Born in Pasadena in 1942, Clauser credits his father, an engineer who designed planes in the war and founded the aeronautics department at Johns Hopkins University in Baltimore, for instilling in him a lifelong love of science.
“I used to wander around his laboratory and say ‘Wow, oh boy, when I grow up I want to be a scientist so I can play with these fun toys too.'”
As a graduate student at Columbia in the mid-1960s, he grew interested in quantum physics alongside his thesis work on radio astronomy.
According to quantum mechanics, two or more particles can exist in what’s called an entangled state — what happens to one in an entangled pair determines what happens to the other, no matter their distance.
The fact that this occurred instantly contradicted Einstein’s theory of relativity which held that nothing — including information — can travel faster than the speed of light.
In 1935 he dismissed this element of quantum entanglement — called nonlocality — as “spooky action at a distance.”
Einstein instead believed that “hidden variables” that instructed the particles what state to take must be at play, placing him at odds with his great friend but intellectual adversary Niels Bohr, a founding father of quantum theory.
In 1964, the Northern Irish physicist John Bell proposed a theoretical way to measure whether there were in fact hidden variables inside quantum particles. Clauser realized he could resolve the long standing Bohr-Einstein debate if he could create the right experiment.
“My thesis advisor thought it was a distraction from my work in astrophysics,” he recalled, but undeterred, he wrote to Bell, who encouraged him to take up the idea.
It wasn’t until Clauser had completed his doctorate and taken up a job at UC Berkeley that he was actually able to start working on the experiment, along with collaborator Stuart Freedman.
They focused a laser on calcium atoms, making it emit particles of entangled photon pairs that shot off in opposite directions, and used filters set to the side to measure whether they were correlated.
After hundreds of thousands of runs, they found the pairs correlated more than Einstein would have predicted, proving the reality of “spooky action” with hard data.

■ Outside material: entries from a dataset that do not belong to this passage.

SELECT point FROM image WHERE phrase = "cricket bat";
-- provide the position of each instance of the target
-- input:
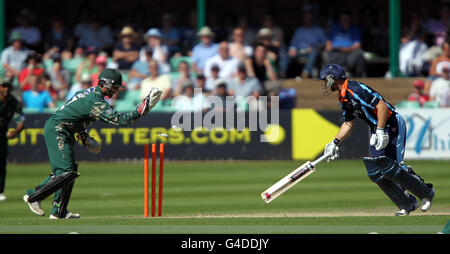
(291, 179)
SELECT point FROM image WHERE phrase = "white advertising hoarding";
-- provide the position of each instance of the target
(428, 133)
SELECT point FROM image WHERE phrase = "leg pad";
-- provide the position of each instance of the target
(56, 182)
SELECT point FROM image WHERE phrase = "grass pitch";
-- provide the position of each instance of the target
(224, 197)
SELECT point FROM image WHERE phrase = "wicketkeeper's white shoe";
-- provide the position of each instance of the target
(35, 207)
(69, 215)
(426, 202)
(404, 212)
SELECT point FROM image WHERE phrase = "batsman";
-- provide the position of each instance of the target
(71, 120)
(385, 165)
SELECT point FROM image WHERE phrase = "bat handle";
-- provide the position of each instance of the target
(320, 159)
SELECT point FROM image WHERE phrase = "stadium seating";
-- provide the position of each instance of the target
(174, 61)
(431, 104)
(407, 104)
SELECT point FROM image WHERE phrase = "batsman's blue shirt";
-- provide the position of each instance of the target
(359, 100)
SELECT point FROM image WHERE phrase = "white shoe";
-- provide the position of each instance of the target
(69, 215)
(35, 207)
(426, 204)
(404, 212)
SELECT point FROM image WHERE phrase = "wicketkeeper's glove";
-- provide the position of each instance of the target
(332, 149)
(91, 144)
(149, 101)
(379, 139)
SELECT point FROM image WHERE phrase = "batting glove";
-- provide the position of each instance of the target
(91, 144)
(332, 149)
(149, 101)
(381, 139)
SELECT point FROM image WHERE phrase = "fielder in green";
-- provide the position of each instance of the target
(71, 120)
(10, 108)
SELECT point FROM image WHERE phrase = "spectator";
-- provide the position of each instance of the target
(139, 71)
(188, 99)
(249, 33)
(170, 35)
(411, 55)
(87, 65)
(440, 89)
(161, 82)
(204, 50)
(343, 46)
(58, 36)
(60, 80)
(159, 52)
(33, 67)
(277, 38)
(14, 57)
(221, 92)
(227, 64)
(265, 38)
(184, 76)
(211, 80)
(189, 34)
(259, 66)
(438, 65)
(245, 85)
(379, 35)
(238, 49)
(98, 36)
(201, 83)
(307, 42)
(83, 24)
(418, 94)
(37, 97)
(85, 83)
(126, 52)
(438, 28)
(31, 34)
(100, 62)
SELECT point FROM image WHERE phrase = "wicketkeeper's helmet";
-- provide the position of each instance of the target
(330, 73)
(110, 78)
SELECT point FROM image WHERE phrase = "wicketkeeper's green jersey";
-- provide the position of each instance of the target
(87, 106)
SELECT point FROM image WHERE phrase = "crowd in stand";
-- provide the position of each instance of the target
(47, 67)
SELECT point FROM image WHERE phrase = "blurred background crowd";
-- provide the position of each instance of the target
(236, 55)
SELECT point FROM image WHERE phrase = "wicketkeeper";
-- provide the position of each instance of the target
(387, 141)
(72, 119)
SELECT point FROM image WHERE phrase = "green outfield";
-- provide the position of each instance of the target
(224, 197)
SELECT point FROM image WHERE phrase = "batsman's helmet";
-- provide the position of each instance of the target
(110, 78)
(329, 74)
(334, 70)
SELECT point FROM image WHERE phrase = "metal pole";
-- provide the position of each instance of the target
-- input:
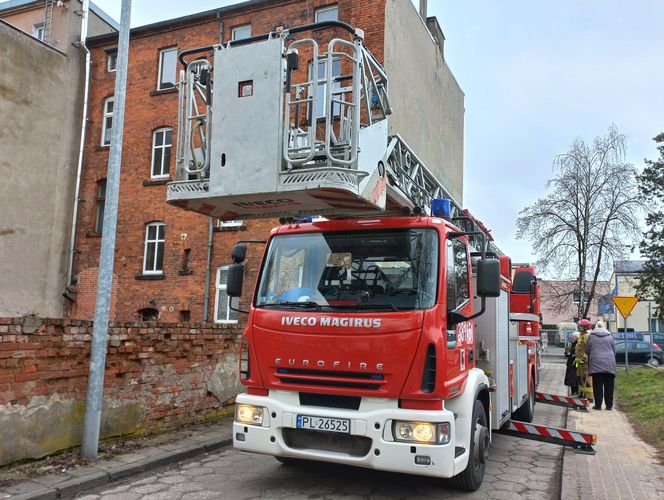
(626, 347)
(93, 404)
(650, 332)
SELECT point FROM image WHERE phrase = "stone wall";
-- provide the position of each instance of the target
(158, 376)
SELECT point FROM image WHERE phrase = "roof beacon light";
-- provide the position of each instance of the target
(441, 207)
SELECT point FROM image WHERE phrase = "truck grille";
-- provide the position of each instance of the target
(330, 401)
(321, 378)
(303, 439)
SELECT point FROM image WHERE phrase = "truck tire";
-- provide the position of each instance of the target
(471, 478)
(526, 411)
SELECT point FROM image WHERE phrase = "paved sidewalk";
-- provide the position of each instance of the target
(623, 468)
(202, 439)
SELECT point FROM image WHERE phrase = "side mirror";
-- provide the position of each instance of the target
(238, 254)
(234, 280)
(488, 278)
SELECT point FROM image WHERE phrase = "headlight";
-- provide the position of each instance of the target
(421, 432)
(249, 414)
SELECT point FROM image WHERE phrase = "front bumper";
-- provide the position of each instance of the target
(370, 443)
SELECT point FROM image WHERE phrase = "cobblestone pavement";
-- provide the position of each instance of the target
(517, 467)
(624, 468)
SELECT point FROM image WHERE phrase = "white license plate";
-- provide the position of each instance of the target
(341, 425)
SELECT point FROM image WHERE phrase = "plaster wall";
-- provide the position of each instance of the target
(427, 100)
(40, 89)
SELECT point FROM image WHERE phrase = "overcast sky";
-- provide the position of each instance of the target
(536, 74)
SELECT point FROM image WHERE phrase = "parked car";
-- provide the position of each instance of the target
(639, 352)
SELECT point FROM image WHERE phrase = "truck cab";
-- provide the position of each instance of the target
(362, 329)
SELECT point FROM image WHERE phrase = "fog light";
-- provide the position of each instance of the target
(424, 432)
(249, 414)
(405, 431)
(421, 432)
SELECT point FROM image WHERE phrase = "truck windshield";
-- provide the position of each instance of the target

At the time, leading lights of the field were unimpressed, said Clauser, including the renowned physicist Richard Feynman who told him the work was “totally silly, you’re wasting everybody’s time and money” and threw him out his office.
Questioning the foundation of quantum mechanics was deemed unnecessary.
That wasn’t the view of the Nobel committee, who awarded Clauser, Alain Aspect of France, and Anton Zeilinger of Austria the world’s most prestigious science prize for their pioneering work in advancing the field.
“It took a long time for people to realize the importance of the work,” chuckled Clauser.
“But I suppose it is a certain vindication, everyone was telling me it was silly.”
Einstein’s theory had more appeal to Clauser than Bohr’s, which he confessed to not fully grasping.
But over time, he came to realize the true value of his and his co-winners’ experiments. Demonstrating that a single bit of information can be distributed through space is today at the core of quantum computers.
Clauser pointed to China’s quantum-encrypted Micius communications satellite, which relies on entangled photons thousands of kilometers apart.
“We did not prove what quantum mechanics is — we proved what quantum mechanics isn’t,” he said, “and knowing what it is not then has practical applications.”